De quoi ça parle ? Très improbable, cette amitié entre un paludier misanthrope, ex-Parisien installé près de Guérande, et un agent immobilier ambitieux, prêt à tout pour « réussir ». Le premier mène une vie quasi monacale, déconnecté avec bonheur de toute technologie, tandis que le second gare avec fierté sa Porsche devant les boîtes de nuit. Liés à la fois par une promesse absurde et par une fascination réciproque, ils vont passer une semaine à tenter de s‘apprivoiser, au cœur des marais salants.

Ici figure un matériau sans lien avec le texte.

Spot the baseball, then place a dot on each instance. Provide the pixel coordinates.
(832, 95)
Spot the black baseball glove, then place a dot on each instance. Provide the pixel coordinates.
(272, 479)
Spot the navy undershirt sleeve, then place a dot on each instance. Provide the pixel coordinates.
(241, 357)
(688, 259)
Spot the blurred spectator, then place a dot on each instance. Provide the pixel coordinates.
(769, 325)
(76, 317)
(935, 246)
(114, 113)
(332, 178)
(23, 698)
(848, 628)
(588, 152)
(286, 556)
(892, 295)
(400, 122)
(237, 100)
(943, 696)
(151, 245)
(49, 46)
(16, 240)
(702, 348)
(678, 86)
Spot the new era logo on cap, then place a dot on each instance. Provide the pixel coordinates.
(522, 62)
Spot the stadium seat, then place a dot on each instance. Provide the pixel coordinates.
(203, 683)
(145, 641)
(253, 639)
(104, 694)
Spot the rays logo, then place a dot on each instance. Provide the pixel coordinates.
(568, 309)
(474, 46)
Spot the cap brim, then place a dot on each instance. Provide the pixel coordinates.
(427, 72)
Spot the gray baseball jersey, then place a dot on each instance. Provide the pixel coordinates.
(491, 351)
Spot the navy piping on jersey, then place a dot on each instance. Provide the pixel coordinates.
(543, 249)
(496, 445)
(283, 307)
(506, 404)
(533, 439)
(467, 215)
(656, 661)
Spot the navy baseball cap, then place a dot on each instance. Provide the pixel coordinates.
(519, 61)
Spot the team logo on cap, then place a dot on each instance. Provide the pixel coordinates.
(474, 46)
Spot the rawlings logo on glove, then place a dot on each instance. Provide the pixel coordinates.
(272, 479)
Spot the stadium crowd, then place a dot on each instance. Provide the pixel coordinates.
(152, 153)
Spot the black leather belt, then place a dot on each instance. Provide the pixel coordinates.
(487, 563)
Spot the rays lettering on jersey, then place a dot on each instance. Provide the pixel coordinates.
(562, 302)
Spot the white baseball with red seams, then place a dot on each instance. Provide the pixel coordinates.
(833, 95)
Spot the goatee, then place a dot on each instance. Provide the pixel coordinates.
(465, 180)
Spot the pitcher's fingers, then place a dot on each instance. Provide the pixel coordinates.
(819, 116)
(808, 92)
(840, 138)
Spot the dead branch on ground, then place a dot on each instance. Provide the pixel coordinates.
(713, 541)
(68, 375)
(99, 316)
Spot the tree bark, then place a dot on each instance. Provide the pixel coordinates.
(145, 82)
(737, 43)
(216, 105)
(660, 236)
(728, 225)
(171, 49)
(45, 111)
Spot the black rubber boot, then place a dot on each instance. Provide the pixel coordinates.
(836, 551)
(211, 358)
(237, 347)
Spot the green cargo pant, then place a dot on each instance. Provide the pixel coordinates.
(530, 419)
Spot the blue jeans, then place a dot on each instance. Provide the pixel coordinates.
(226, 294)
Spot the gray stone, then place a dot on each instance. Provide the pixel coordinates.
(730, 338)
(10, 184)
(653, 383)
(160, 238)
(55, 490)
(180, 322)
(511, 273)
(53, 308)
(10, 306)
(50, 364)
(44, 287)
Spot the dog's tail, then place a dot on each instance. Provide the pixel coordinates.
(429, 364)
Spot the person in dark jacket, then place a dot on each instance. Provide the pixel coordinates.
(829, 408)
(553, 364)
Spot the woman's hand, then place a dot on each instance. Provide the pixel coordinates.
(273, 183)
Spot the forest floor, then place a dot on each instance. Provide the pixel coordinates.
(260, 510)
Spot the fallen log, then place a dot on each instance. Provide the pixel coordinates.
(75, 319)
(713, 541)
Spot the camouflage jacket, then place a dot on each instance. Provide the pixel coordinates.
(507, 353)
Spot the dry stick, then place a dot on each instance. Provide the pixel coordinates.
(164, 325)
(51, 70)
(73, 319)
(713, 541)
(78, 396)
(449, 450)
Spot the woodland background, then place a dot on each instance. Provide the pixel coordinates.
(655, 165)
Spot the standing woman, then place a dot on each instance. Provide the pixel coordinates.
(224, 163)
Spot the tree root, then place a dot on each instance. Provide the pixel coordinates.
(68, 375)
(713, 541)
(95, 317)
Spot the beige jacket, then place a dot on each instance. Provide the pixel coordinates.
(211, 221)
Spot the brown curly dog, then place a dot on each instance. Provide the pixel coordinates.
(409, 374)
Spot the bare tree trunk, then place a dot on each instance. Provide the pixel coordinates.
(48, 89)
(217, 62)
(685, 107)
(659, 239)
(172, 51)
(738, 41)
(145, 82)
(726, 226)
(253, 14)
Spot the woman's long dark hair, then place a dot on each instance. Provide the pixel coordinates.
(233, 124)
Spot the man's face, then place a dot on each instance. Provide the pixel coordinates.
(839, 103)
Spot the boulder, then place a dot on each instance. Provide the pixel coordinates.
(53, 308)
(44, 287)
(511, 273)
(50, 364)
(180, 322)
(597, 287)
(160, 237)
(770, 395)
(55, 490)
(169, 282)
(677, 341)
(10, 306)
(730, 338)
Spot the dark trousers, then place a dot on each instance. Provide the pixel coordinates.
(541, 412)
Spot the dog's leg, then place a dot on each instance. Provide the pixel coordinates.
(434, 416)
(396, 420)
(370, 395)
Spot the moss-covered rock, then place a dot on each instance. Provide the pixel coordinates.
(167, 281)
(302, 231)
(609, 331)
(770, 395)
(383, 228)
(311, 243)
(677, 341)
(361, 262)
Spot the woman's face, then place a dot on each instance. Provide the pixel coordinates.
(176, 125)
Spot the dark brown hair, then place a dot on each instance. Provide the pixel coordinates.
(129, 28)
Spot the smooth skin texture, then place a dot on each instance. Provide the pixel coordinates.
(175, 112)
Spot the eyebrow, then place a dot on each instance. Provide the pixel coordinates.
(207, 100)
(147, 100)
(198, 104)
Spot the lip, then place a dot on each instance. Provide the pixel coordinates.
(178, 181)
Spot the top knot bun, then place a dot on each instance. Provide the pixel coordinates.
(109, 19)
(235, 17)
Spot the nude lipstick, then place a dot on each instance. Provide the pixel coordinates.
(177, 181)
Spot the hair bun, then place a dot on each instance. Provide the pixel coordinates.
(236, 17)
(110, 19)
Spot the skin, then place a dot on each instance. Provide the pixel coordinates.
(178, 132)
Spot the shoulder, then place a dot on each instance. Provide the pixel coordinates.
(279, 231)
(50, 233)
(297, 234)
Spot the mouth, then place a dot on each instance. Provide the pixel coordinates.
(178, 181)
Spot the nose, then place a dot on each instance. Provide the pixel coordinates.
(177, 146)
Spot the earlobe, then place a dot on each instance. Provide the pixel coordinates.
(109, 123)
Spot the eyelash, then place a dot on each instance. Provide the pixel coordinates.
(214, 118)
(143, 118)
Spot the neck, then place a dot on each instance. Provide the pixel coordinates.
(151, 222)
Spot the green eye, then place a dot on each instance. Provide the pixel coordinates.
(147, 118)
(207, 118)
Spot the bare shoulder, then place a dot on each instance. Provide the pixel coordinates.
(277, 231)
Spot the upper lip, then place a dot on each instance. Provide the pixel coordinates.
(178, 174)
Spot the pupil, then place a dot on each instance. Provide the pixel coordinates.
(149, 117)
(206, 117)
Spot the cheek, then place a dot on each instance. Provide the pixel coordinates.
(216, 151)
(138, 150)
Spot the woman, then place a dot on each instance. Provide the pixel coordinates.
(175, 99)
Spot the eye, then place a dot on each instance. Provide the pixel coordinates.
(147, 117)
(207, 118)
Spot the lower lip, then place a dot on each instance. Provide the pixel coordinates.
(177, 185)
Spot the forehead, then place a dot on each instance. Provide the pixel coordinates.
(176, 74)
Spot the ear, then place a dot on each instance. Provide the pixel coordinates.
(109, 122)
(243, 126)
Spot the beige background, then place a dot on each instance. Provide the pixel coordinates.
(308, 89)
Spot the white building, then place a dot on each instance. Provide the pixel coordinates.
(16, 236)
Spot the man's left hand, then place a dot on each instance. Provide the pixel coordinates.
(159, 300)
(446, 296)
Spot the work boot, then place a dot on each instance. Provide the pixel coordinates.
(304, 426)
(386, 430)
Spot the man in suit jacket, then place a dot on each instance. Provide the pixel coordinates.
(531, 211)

Pourquoi on aime ? Le contraire est décidément un thème qui attire Olivier Boudreaut. Après la mère déjantée et contradictoire d’En attendant Bojangles, il revient cette fois avec Jean et Michel, deux personnages diamétralement opposés. Le lecteur se prend d’affection pour ces hommes exubérants et suit avec un certain enthousiasme leurs aventures. Le style à la fois unique et burlesque, qui nous avait tellement plu dans le premier roman d’Olivier Bourdeaut, surgit de nouveau dans ces pages, au vocabulaire foisonnant, et prouve son talent incontestable. Laissez-vous entraîner par ce dernier roman où l'on retrouve tout l'humour des mots et la poésie, dont on a besoin en ces mois d’hiver. Une vraie réussite pour ce second roman, qui sait poser son univers avec force sans asubir les ombres du précédent succès, En attendant Bojangles. Et qui laisse entrevouir ce qu'est "la petite musique" Bourdeault : nostalgie et vibration sensible. Ce pacte du sel laisse dans notre mémoire une trace forte.